Consider the fact that Twill’s analysis of the National Health and Wellness Survey found that one in six people has unrecognized depression, and prevalence of depression is higher among BIPOC and other non-white ethnic groups. In the Medicaid population, 34%, or more than a third, have undiagnosed mild to severe symptoms of depression.

The average person will spend eight years living with depressive symptoms before they address them. Many individuals on Medicaid have major trust issues when it comes to the healthcare system and may not know they have access to mental health services. 

 If destigmatized, AI-powered solutions can reach some of these people, engage them sooner and triage them to the right level of care, we could potentially save a lot of suffering and relieve some of the burden on overwhelmed clinicians.

 Anna 2.0

We are currently working to deploy Anna more broadly—embedding her not just within tracks, but throughout the Twill user experience, beginning at onboarding. We’re also constantly adding new “ears” to Anna so her listening skills can generate more reflective and attuned responses. This will make her more sensitive, and able to pick up the subtle ways users express themselves, and the psychological cues that can be inferred from their input.  

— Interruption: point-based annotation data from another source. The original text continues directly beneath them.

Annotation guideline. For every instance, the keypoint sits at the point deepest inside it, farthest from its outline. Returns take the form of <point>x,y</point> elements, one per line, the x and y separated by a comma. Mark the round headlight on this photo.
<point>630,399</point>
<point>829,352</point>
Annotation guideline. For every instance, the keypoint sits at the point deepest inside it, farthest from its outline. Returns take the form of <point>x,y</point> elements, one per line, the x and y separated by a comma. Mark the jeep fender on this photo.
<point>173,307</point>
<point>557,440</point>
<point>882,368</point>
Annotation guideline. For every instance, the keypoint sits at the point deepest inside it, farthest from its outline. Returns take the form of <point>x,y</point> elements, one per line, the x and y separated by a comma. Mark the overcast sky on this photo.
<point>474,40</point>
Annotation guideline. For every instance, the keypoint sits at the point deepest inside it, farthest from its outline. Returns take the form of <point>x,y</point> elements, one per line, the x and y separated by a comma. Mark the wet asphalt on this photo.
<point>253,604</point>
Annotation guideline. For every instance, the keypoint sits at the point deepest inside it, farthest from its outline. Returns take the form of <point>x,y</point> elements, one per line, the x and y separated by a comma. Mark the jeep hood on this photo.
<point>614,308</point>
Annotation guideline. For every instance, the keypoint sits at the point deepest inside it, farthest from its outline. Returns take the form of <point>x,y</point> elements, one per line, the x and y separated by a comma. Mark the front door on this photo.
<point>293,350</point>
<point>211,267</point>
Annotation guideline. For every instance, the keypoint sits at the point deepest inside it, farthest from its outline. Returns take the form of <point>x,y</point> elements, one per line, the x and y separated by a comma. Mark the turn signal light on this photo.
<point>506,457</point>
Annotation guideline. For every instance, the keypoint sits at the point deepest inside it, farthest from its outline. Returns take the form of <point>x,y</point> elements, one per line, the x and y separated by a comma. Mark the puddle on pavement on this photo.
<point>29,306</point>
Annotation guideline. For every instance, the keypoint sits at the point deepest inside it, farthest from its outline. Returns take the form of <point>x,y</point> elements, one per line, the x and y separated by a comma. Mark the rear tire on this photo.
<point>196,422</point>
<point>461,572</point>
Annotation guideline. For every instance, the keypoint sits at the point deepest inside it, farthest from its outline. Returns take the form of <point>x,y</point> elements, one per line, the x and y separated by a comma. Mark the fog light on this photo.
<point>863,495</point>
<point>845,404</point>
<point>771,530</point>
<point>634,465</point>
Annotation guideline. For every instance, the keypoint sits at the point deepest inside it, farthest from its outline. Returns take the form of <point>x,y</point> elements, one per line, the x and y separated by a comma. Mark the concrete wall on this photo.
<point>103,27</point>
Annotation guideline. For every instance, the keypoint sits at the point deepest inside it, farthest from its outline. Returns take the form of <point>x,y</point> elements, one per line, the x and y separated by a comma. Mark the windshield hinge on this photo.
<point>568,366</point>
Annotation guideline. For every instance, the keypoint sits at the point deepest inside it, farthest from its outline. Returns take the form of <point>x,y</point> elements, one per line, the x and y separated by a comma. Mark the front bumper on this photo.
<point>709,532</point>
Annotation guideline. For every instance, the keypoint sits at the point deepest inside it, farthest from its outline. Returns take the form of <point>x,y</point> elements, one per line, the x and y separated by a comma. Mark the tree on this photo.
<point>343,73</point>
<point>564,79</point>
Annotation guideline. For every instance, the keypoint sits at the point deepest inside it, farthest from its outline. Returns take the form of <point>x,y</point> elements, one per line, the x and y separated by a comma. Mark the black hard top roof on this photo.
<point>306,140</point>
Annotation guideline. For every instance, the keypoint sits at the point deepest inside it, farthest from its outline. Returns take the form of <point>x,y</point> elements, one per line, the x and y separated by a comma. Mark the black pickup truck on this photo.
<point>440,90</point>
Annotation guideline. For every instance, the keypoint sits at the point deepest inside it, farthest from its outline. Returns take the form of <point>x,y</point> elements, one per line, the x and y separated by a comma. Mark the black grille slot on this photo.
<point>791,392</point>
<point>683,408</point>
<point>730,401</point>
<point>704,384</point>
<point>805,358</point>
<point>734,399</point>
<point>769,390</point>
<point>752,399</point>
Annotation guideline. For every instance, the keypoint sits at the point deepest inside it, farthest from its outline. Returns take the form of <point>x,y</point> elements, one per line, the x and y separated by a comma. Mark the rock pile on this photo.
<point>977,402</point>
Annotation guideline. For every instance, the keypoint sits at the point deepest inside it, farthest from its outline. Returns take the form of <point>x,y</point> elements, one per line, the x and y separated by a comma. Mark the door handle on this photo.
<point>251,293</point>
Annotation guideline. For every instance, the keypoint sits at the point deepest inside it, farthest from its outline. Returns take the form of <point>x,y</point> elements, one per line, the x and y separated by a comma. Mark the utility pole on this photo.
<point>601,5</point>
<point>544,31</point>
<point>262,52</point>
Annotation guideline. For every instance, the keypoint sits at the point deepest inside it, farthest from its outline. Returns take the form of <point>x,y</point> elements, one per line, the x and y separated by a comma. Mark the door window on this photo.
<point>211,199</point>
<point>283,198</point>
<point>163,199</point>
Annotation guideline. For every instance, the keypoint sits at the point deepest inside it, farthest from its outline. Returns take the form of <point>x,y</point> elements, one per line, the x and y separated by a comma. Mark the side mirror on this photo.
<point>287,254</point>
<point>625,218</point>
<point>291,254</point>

We’re also contemplating Anna's unique, expressive voice and how we represent her to the different people she'll interact with. That includes teaching her multiple languages (she is very close to speaking LatAm Spanish!) and considering how she incorporates non-verbal cues, like facial expressions and vocal tone subtleties.  

 Those types of capabilities can only enhance the depth of the therapeutic alliance Anna forms with people as she guides them towards healthier behaviors.

 Our preliminary data around Anna aligns with the existing research on chatbots in healthcare settings. We believe Anna (and other therapeutic agents like her) may be the key to high activation and retention on digital health platforms, especially in hard-to-reach populations like Medicaid. Investment in therapeutic AI is a crucial component in addressing the global mental health pandemic and bridging care gaps that impact our most vulnerable communities.